What does the future of research and treatment of rare diseases look like on a global level?
In recent years, there have been huge advancements made in the field of diagnostics, because genetic technology has evolved so quickly. However, when it comes to treatment, only 6% of rare diseases currently have a targeted therapy. That is why it is essential to continue researching new therapeutic options. Without a shadow of a doubt, the Advanced Therapies Platform at our hospital is playing—and will continue to play—a huge role in this work.

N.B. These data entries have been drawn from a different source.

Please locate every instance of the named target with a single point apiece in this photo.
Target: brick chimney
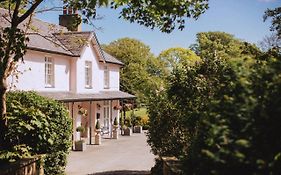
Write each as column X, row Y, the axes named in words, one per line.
column 70, row 19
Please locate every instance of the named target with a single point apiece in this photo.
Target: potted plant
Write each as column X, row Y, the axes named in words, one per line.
column 115, row 128
column 127, row 127
column 80, row 144
column 137, row 124
column 82, row 111
column 98, row 133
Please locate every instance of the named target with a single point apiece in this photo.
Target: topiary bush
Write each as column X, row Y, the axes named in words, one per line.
column 41, row 124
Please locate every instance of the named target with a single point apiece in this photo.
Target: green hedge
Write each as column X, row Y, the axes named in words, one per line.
column 43, row 125
column 220, row 120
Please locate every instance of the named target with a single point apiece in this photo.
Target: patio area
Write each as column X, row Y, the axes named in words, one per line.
column 127, row 155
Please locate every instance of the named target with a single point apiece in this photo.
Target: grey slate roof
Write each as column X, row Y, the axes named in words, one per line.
column 47, row 37
column 78, row 97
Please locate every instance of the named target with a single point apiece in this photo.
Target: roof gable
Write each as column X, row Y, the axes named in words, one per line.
column 47, row 37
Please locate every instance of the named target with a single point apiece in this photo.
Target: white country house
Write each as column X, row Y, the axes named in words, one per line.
column 71, row 67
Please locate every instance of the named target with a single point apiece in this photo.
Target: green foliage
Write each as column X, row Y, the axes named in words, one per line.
column 128, row 121
column 115, row 122
column 136, row 120
column 43, row 125
column 275, row 15
column 176, row 57
column 165, row 15
column 17, row 152
column 218, row 120
column 140, row 75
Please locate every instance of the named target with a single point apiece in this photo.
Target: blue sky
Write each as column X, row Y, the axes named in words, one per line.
column 242, row 18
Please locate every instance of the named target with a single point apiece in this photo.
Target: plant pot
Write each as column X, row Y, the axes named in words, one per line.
column 127, row 132
column 137, row 129
column 80, row 145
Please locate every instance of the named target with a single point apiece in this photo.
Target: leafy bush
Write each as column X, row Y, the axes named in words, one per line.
column 43, row 125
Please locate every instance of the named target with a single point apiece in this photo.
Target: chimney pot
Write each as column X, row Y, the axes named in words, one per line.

Gene therapy and RNA- or protein-based treatments are giving us new hope that we can alter the course of many diseases, and improve the quality of life of those that have them.
And what does the Genetics Department at the SJD Barcelona Children's Hospital want to improve on?

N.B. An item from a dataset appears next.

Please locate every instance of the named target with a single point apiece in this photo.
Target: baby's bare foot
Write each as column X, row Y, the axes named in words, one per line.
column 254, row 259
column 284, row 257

We at the Genetics Department want to keep developing genomic medicine at our hospital, taking a comprehensive, multidisciplinary approach to help prevent diseases (through genetic counselling), provide early diagnosis, and identify new therapies that improve the quality of life of the children living with rare diseases.
With this goal in mind, we are updating all of our infrastructures—genomic, data storage and integration, process accreditation systems, staffing and healthcare protocols—by training multidisciplinary teams for each group of genetic diseases.
In addition, we are working towards integrating and supporting genetics and genomics applications in each and every clinical hospital department to achieve earlier and more precise diagnosis for patients and to help provide personalised treatment. All this while working hand-in-hand with national and international cooperative projects and networks.
And we have not forgotten about the children who, even after exhausting all standard clinical studies, are still undiagnosed. This is only the case because science still has not progressed enough to identify the genes responsible, or because current technology is the inhibiting factor in reaching a diagnosis. These patients must be periodically reviewed, informed by new knowledge and technology. It is vital that we have programs dedicated to undiagnosed cases, such will be the case at the SJD Barcelona Children's Hospital.
Nica’s journey is a fundraising campaign that seeks to raise money to create a program for undiagnosed patients and to improve healthcare for children with rare diseases.